Since the Brexit vote, the pound has fallen and is now worth 10% less than before, meaning British companies have to pay more for imports. But following a lengthy price war, supermarkets are more reluctant than ever to charge customers more.
In a new report, the Bank of England says that some will have to pass their higher costs on to customers all the same.
"There was little evidence of pass‑through to retail pricing as yet, but there were signs that would begin over the coming months, with the extent of the depreciation helping persuade some retailers of the need for higher prices," the authors say.
Others, though, are trying to solve the problem by cutting back on either the size or the quality of their products.
"Retailers were very cautious about any increases in prices, given that consumers remained highly price sensitive, and so the extent and timing of pass‑through would largely depend on competitors' actions, particularly in food retail," reads the report.
"Some food retailers were re‑engineering products to maintain existing prices."
Even without the increased costs from the devalued pound, though, manufacturers have been shrinking products to avoid putting up the price. Earlier this year, Which? found that Andrex toilet rolls had become 8% smaller, for example, without any drop in price.
Meanwhile, McVitie's Digestives dark chocolate biscuits shrank by 10% - but the price in Tesco actually went up from £1.59 to £1.69.
"Shrinking products can be a sneaky way of increasing prices.

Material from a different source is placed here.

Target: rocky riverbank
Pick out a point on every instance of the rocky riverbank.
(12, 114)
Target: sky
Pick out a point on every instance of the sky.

We want manufacturers and supermarkets to be upfront so consumers aren't misled," Which? editor Richard Headland said.
This morning, the Office for National Statistics said that the Brexit vote hasn't yet had a major impact on the economy overall.
"It hasn't fallen at the first fence but longer-term effects remain to be seen," said chief economist Joe Grice.
Meanwhile, the OECD has revised its forecast for the UK this year up from 1.7% to 1.8% - but warned that harder times are to come. It has halved its forecast for next year to 1% - the biggest downgrade for any major advanced economy.